La plupart des personnes détenues sollicitent du juge administratif, par la procédure de référé constat ou expertise, la désignation d'un expert aux fins de constater les conditions de détention au sein de l'établissement fréquenté.

Les frais liés à ces expertises sont particulièrement importants : l'expert établit un état des frais et honoraires qui peut varier de 2.000 € à 4.000 € par requérant, et tient compte du nombre de visites effectuées et de la taille de l'établissement.

Par la suite, à l'appui de ces rapports d'expertise, les personnes détenues peuvent saisir le juge des référés dans le cadre d'un référé provision aux fins de condamnation de l'Etat à leur verser une provision en réparation du préjudice qu'elles estiment avoir subi du fait de leurs conditions de détention.

Parallèlement, les requérants peuvent adresser au ministère de la justice et des libertés des demandes d'indemnisation préalable, et enfin exercer un recours au fond en cas de réponse négative.
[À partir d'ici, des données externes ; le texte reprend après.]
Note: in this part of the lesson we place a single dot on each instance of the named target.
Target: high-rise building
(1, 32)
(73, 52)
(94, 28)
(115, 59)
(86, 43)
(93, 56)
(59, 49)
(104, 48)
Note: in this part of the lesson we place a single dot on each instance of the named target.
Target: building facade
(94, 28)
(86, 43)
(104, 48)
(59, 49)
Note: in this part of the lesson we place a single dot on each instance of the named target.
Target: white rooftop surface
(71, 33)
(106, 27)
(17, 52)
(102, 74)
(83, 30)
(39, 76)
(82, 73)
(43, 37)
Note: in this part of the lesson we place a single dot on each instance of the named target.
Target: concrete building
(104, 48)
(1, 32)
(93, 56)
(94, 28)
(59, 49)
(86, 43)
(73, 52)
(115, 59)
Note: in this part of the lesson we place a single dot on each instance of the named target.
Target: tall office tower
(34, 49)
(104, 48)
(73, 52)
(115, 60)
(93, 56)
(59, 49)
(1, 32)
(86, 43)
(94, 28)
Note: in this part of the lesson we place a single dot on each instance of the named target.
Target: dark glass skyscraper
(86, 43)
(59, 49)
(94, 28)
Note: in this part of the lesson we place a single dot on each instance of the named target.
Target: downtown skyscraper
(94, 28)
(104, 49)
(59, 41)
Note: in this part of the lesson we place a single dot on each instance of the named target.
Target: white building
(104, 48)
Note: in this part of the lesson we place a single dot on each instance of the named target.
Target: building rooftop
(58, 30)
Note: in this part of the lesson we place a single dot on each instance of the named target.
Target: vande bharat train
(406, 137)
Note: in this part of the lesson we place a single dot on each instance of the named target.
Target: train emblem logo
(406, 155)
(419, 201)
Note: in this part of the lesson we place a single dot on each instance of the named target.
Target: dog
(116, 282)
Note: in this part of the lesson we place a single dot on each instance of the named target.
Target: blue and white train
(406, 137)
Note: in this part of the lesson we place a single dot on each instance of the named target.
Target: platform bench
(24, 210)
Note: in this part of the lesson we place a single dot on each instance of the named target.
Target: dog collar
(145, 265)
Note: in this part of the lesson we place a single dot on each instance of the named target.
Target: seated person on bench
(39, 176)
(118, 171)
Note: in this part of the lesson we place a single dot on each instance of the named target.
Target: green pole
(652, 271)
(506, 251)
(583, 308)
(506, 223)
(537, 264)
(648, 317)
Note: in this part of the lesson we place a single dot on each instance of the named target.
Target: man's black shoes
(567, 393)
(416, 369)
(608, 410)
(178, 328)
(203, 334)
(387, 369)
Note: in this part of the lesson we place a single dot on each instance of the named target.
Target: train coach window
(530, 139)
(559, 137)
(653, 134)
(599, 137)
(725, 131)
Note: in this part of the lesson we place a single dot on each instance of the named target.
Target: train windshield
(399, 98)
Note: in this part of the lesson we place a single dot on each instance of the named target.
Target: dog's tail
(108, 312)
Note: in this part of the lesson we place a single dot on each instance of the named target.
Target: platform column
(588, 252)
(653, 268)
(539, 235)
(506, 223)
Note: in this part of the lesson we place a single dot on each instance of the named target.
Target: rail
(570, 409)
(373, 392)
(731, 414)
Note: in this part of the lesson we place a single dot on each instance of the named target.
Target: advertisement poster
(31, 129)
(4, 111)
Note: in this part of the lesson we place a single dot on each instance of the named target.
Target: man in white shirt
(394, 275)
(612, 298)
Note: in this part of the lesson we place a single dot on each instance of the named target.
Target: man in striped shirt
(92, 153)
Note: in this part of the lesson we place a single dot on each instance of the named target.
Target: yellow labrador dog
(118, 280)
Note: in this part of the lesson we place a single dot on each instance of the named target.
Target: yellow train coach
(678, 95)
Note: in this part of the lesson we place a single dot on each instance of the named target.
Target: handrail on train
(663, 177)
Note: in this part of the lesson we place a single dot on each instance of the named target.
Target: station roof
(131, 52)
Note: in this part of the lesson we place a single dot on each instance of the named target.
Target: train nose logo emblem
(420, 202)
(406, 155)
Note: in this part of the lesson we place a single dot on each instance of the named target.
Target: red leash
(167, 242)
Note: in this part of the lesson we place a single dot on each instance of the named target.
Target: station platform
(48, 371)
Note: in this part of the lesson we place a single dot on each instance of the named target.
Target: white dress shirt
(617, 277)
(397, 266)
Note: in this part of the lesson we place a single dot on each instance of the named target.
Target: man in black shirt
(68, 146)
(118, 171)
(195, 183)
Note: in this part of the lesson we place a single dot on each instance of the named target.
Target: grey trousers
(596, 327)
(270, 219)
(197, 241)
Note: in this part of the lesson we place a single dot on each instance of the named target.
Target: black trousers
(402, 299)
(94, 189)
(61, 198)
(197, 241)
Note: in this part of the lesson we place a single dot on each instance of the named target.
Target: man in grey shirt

Près de la moitié des 150 personnes détenues qui se sont manifestées ont saisi le juge d'une demande d'expertise ; les autres requérants se sont appuyés, au soutien de leur demande, sur les conclusions d'expertise réalisées dans le cadre d'autres affaires.

Par ailleurs, à ce jour, les deux tiers des 150 détenus ont sollicité du juge administratif le versement d'une provision.

Les juridictions administratives font généralement droit aux requêtes déposées par les personnes détenues en matière de conditions de détention.

Ainsi, les demandes de référé expertise ou de référé constat sont satisfaites dans plus de 80% des cas.

Par ailleurs, jusqu'alors, la totalité des référés provision a abouti. Le montant des provisions allouées s'échelonne de 250 € à 4.000 €, pour une moyenne d'environ 1.800 € alloués pour chaque requérant par les deux juridictions principalement saisies.

Enfin, à ce jour, seules six décisions ont été rendues au fond ; cinq d'entre elles ont fait droit aux demandes des requérants, en allouant des sommes variant entre 1.000 et 10.000 €.

L'évaluation prospective de ce contentieux, et des sommes auxquelles l'Etat est susceptible d'être condamné, demeure délicate. Potentiellement, toutes les personnes détenues, qu'elles soient prévenues ou condamnées, et quel que soit le type d'établissement dans lequel elles sont écrouées, sont susceptibles de réclamer le versement de provisions dans le cadre d'un référé et d'exercer un recours au fond, dès lors qu'elles estimeraient que leurs conditions de détention leur ouvrent droit à réparation. En outre, une même personne a la possibilité de solliciter le versement de plusieurs provisions au cours de sa détention.